I be quite happy to see Thri-keen, though if there is no Elan in a book with Psionics then I will be most displeased *in best evil voice*


----------



## Vael (May 20, 2009)

Rechan said:


> I'm going to start this early: I hope the dromites are in the book.
> 
> Or Tri-keen.
> 
> Go Bug people!




Word. Power to the bugs!


----------



## chaotix42 (May 20, 2009)

Nymrohd said:


> Honestly I don't even get what a monster manual plytest is like. I do know though that hybrid classes need to be playtested thoroughly.




You're 100% right, of course. 

I just love new monsters.


----------



## ppaladin123 (May 20, 2009)

Here is a sneaking suspicion I have for the divine classes in PHB3:

There will be two new classes. They will be called something like, "crusader," and, "priest." The crusader will be a single primary stat defender designed to replace the paladin. The priest will be a single primary stat leader designed to replace the cleric. Viola! No more problems with dual primary stat classes. 


(I'm thinking here about how the Bo9S crusader was essentially designed as a replacement paladin.)


----------



## RefinedBean (May 20, 2009)

ppaladin123 said:


> There will be two new classes.
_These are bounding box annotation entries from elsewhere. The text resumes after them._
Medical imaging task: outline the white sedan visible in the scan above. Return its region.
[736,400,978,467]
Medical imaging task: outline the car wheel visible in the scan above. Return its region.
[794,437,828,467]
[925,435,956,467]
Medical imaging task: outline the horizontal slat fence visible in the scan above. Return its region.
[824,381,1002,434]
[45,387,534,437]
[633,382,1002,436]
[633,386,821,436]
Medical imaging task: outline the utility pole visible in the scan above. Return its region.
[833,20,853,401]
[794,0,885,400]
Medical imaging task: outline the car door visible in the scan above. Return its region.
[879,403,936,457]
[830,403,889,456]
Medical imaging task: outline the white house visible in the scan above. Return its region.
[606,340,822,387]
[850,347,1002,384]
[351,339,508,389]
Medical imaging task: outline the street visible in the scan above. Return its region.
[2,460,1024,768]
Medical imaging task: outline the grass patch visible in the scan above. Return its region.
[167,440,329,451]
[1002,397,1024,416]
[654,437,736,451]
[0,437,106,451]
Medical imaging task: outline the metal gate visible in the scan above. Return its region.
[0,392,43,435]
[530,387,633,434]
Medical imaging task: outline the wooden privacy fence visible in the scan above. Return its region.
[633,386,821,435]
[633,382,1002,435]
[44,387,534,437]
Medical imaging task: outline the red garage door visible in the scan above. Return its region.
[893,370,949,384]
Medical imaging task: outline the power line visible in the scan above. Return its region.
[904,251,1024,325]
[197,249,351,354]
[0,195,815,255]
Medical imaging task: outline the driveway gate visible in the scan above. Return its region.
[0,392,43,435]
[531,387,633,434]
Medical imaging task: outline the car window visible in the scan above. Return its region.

They will be called something like, "crusader," and, "priest." The crusader will be a single primary stat defender designed to replace the paladin. The priest will be a single primary stat leader designed to replace the cleric. Viola! No more problems with dual primary stat classes.




Think of the storm there will be, if you're correct.  It'll be glorious.  

I'm going to agree with previous posters and say that the primal/divine subtitle is probably just a red-herring, or a mistake.  Or at least, I hope.  I'm interested to see what further distinctions can be found between power sources.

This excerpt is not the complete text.